LJP to move Supreme Court against dilution of anti-atrocities Act

New Delhi, March 22 (IANS) NDA constituent Lok Janshakti Party (LJP) on Thursday said it will move Supreme Court against the order that dilutes the stringent provisions under the Scheduled Castes and the Scheduled Tribes (Prevention of Atrocities) Act.

Addressing a press conference here, Union Minister and LJP President Ram Vilas Paswan also urged the government to file a review petition as the rights of oppressed classes were compromised.

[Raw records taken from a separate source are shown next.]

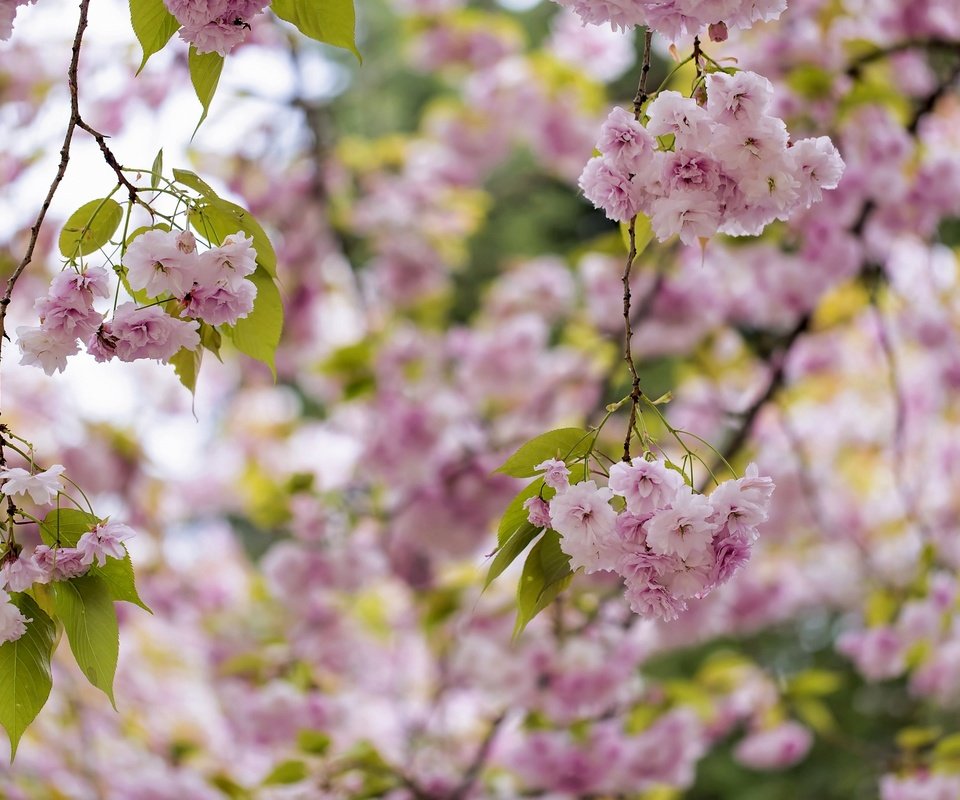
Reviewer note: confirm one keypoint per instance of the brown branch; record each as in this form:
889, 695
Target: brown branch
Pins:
61, 169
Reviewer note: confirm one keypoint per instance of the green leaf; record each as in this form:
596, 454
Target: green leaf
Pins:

"There is anguish among people from SC and ST communities over the order. There is feeling of insecurity as the court's order can be misused. Our party demands that the government should file a review plea against the dilution of provisions on the Act. Our party will also file a separate review petition," he said

LJP Parliamentary Party Board Chairman Chirag Paswan noted that the act "was the only weapon" that SCs, and STs had for their protection. "Our party leaders and workers have raised concerns over its dilution. So our party has decided to file a separate review petition in the court. It will mostly be done next week."

Ram Vilas Paswan said he was Minister of Labour and Welfare in V.P. Singh government when the anti-atrocities act was passed in 1989 to protect SCs and STs from caste slurs and discrimination.

In 1996, several amendments were made in it to strengthen it further, he added.

The party also expressed its opposition to the proposal of separate Lingayat religion saying the SCs and STs in the fold would lose benefits like reservation.

"At present, SCs and STs under Hindu, Buddhist and Sikh religions get reservation benefits. If new religion of Lingayats come, these communities would not get those benefits. So LJP is against separate Lingayat religion," said Ram Vilas Paswan.

Taking a dig at Congress, he recalled that the Manmohan Singh-led government had in 2013 rejected the proposal by the All India Veershaiva Mahasabha to grant religious minority status to Lingayat and Veerashaiva Lingayats on the grounds that they were a sect of Hindus and not an independent religion.